Tuesday, December 1, 2009

How to Housebreak Your Puppy Using Paper or Pads

If you own a puppy that lives inside of your home, then you know the trials and tribulations of trying to figure out how to housebreak your puppy so that it doesn’t soil your floors, carpets, and furniture. While there are a variety of methods available for housebreaking a dog – ranging from crate training to bell training – many of those options can be slow to work with certain breeds of dogs. Very small dogs, especially, often find it difficult to go to the bathroom outdoors – particularly when they are very young. Due to their size and natural submissiveness, many of these breeds are prone to submissive urination or feel intimidated when outside.

Because of these tendencies, you may want to consider learning how to housebreak your puppy with paper or treated pads. Once the puppy is a little older, he will feel more comfortable going to the bathroom in the great outdoors. However, paper or pad training can help to make your puppy feel more secure in its environment during the early stages of its life.

There is a natural progression involved in learning how to housebreak your puppy using paper or pads. In the beginning, you place papers or pre-scented pads in a designated area of your home. This is the area you want your new puppy to use for its toilet training. Whenever you see the puppy sniffing the floor, walking around, or squatting, you gently take it over to the papered area and tell them to “go potty”. Be sure to congratulate and praise the puppy after it has successfully gone to the bathroom.

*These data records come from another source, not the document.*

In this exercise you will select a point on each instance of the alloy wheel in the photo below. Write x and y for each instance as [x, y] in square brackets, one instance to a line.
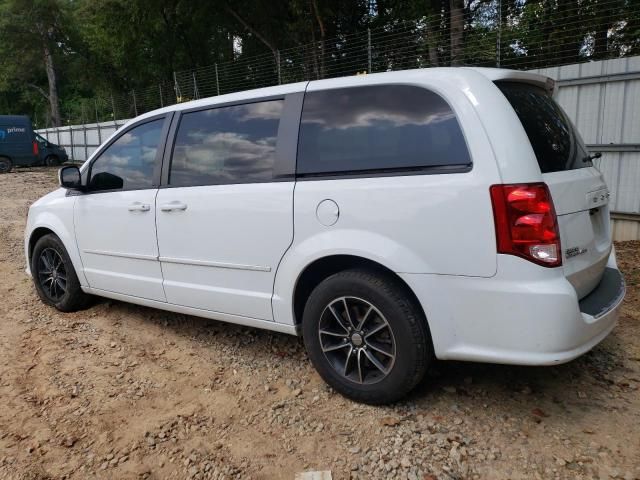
[52, 274]
[357, 340]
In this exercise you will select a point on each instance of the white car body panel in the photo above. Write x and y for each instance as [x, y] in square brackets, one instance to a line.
[54, 212]
[237, 252]
[222, 252]
[116, 237]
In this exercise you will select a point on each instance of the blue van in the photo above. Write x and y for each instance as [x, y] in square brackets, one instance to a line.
[21, 146]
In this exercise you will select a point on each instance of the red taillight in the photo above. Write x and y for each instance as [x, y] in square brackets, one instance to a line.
[526, 223]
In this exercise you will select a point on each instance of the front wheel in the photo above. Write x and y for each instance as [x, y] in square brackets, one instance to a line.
[366, 336]
[54, 277]
[5, 165]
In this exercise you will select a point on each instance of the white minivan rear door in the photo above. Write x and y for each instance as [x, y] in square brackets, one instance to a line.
[579, 192]
[224, 211]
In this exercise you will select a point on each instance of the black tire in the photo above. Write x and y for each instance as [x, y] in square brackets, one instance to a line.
[406, 340]
[5, 165]
[62, 289]
[51, 161]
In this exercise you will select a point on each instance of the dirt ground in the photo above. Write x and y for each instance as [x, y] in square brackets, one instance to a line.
[121, 391]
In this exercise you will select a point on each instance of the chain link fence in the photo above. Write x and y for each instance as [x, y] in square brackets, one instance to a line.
[535, 37]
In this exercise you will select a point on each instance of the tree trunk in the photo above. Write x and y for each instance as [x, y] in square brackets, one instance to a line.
[456, 12]
[54, 102]
[255, 32]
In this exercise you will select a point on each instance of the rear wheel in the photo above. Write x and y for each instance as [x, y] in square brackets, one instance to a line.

In a very short period of time, most dogs will learn that they need to only go to the bathroom on the papers or pads. When your puppy has reached that stage, you begin to move the papers closer to the door, or set up another paper or pad station outside of the house. When learning how to housebreak your puppy using paper or pads, you should always keep in mind that the goal is to transition the puppy from going to the toilet indoors to going outdoors.

As your puppy gradually begins to understand what is expected of it, the need for papers or pads inside the home can be eliminated. Soon after that, any papers or pads that you have been using outdoors can also be removed, and the puppy should be acclimated to going to the bathroom in the designated spots outside. For extremely small or nervous dogs, the weeks of paper and pad training, combined with the gradual introduction to the “outside toilet area”, will have allowed the animal to gain more and more confidence. Spontaneous and nervous urination will have either be greatly reduced or eliminated altogether.

Learning how to housebreak your puppy with paper or pads is not complicated, but it does require more cleanup that some other methods. You will want to be sure to use a strong cleanser and deodorizer to clean the toilet area inside the home – particularly after your dog has graduated to going outside. Any lingering scent in the area may encourage the puppy to occasionally relieve itself in that same area. Also, be aware that this method – though it may be many pet owners’ best option - can sometimes take several weeks longer than other approaches.